Stefano Rodotà ha commentato al riguardo: “Si può ragionevolmente dubitare che, vista la formulazione dell’emendamento sul nucleare, questo sia avvenuto”. Insomma la situazione è confusa, non è affatto detto che gli elettori sulla scheda di giugno non trovino anche il nucleare. Ma certo questa cortina fumogena punta a confondere le idee, distrarre la discussione e disincentivare il voto. Non è detto però che non ottenga l’effetto contrario: intanto infatti di referendum così se ne parla, gli italiani vengono informati.
Stessa manovra per il referendum sulla privatizzazione dell’acqua
Sistemato in questo modo il nucleare (così sperano!), il governo pare sia ora passato ad occuparsi con le stesse intenzioni anche del referendum contro la privatizzazione dell’acqua, altro argomentino che i sondaggisti indicano come “amato dagli italiani” (che difatti hanno firmato per la richiesta di questo referendum più che per qualunque altra proposta di referendum della storia repubblicana).

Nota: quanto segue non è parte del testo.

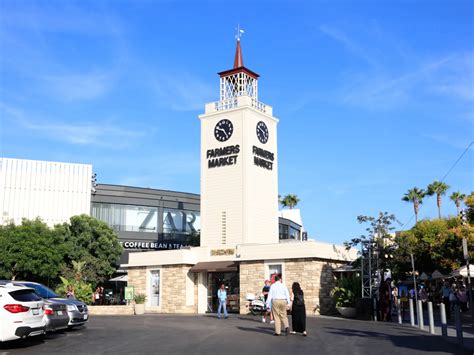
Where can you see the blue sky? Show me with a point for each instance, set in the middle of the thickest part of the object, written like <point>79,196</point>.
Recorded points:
<point>373,97</point>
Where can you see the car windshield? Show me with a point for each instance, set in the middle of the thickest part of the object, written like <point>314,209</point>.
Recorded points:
<point>41,290</point>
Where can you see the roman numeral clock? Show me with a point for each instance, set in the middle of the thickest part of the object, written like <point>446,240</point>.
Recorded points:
<point>239,175</point>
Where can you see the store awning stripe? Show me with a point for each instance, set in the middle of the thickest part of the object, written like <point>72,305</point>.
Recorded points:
<point>215,266</point>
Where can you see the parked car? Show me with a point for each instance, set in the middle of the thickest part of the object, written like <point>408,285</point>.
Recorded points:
<point>76,310</point>
<point>21,313</point>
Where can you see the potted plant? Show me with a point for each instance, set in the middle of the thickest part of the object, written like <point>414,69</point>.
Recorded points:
<point>139,299</point>
<point>344,294</point>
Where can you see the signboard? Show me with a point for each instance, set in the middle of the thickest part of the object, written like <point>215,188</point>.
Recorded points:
<point>129,293</point>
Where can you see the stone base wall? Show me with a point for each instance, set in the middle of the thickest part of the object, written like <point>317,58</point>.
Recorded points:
<point>316,279</point>
<point>173,289</point>
<point>314,275</point>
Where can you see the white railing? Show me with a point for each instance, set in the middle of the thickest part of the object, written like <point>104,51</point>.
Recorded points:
<point>226,104</point>
<point>240,101</point>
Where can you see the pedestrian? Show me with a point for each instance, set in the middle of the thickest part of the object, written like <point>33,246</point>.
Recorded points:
<point>395,297</point>
<point>265,290</point>
<point>70,292</point>
<point>445,292</point>
<point>222,298</point>
<point>384,300</point>
<point>298,310</point>
<point>102,296</point>
<point>96,296</point>
<point>462,297</point>
<point>279,301</point>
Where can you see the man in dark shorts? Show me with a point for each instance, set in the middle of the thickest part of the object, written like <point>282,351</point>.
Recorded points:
<point>265,291</point>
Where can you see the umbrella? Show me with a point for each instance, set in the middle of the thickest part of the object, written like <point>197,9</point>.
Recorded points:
<point>121,278</point>
<point>424,277</point>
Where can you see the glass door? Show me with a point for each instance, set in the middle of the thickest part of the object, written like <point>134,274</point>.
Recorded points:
<point>154,288</point>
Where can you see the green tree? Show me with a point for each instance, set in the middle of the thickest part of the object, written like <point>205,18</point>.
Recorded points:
<point>82,290</point>
<point>469,202</point>
<point>457,197</point>
<point>439,189</point>
<point>379,235</point>
<point>415,196</point>
<point>96,244</point>
<point>31,251</point>
<point>290,201</point>
<point>436,244</point>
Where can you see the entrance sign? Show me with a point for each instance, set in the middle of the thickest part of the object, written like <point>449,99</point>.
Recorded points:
<point>129,293</point>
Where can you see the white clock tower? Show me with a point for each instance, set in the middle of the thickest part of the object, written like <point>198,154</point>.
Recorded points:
<point>239,165</point>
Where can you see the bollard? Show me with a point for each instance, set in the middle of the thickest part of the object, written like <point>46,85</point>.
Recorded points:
<point>412,313</point>
<point>375,309</point>
<point>457,320</point>
<point>430,317</point>
<point>399,311</point>
<point>421,324</point>
<point>444,324</point>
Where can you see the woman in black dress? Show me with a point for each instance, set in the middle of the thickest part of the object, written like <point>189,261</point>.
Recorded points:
<point>298,310</point>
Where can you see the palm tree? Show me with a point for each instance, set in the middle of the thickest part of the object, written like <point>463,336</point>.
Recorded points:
<point>290,201</point>
<point>457,198</point>
<point>439,189</point>
<point>415,196</point>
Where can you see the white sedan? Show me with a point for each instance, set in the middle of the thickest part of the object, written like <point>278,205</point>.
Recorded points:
<point>21,313</point>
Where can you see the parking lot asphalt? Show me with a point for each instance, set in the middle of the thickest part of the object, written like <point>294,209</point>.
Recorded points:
<point>176,334</point>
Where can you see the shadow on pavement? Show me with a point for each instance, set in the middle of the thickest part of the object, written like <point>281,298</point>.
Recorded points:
<point>22,343</point>
<point>257,330</point>
<point>411,341</point>
<point>250,319</point>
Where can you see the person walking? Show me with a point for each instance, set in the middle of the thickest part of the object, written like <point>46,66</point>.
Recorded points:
<point>298,310</point>
<point>445,292</point>
<point>265,291</point>
<point>279,301</point>
<point>222,298</point>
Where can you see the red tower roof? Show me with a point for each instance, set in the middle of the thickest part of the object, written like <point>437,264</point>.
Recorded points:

Sia il ministro Romani che il sottosegretario Saglia hanno annunciato un decreto-legge teso a far decadere anche questo referendum. Staremo a vedere (vedi sopra: Corte di Cassazione, ecc.).
Non è solo il governo a mestare nel torbido
Se le manovre del governo dovessero andare davvero in porto, per giugno rimarrebbe in pista il solo referendum sul “legittimo impedimento”, sul quale il governo spera ci sia meno interesse. E siccome riguarda una delle famose leggi “ad personam” che sembra siano l’unico reale interesse politico di Berlusconi, si guarda a lui con sospetto, come vero mandante dei tentativi di azzoppamento dei referendum più popolari (così, caduto l’interesse per i temi maggiori, quello che lo riguarda avrebbe meno possibilità di fare il quorum).
Ma, anche se il calcolo di B. è senz’altro questo, dietro all’operazione non c’è solo lui e i suoi piccoli interessi di bottega. Intorno ai referendum sul nucleare e sulla privatizzazione dell’acqua è davvero in corso uno scontro “epocale”, in grado di disegnare il volto dell’Italia dei prossimi anni, di far passare una enorme massa di denaro dalle tasche dei cittadini a quelle dei boss della finanza, espropriandoci di un ambiente vivibile e di un bene comune essenziale come l’acqua.
Per rendersene conto bastava leggere l’articolo di Roberto Mania su Repubblica del 21 aprile, intitolato “Marcegaglia e grandi imprese: quell’asse con la maggioranza che sta rubando i referendum”. Riferisce di un incontro a porte chiuse della Confindustria, al quale - secondo alcuni dei partecipanti - la presidente Marcegaglia avrebbe spiegato: “Abbiamo chiesto noi lo stop al nucleare. Era l’unico modo per impedire il referendum. I sondaggi davano per scontato il raggiungimento del quorum e con la prevedibile vittoria dei sì, sull’emozione del dopo Fukushima, il capitolo nucleare l’avremmo chiuso per sempre. E, ancor più grave, avremmo chiuso per sempre la liberalizzazione dell’acqua. L’unica prevista da questo governo”.
Chiaro no? Il giornalista di Repubblica commenta: “Una torta di oltre 64 miliardi nell’arco dei prossimi trent’anni, al quale guardano i costruttori ma non solo”.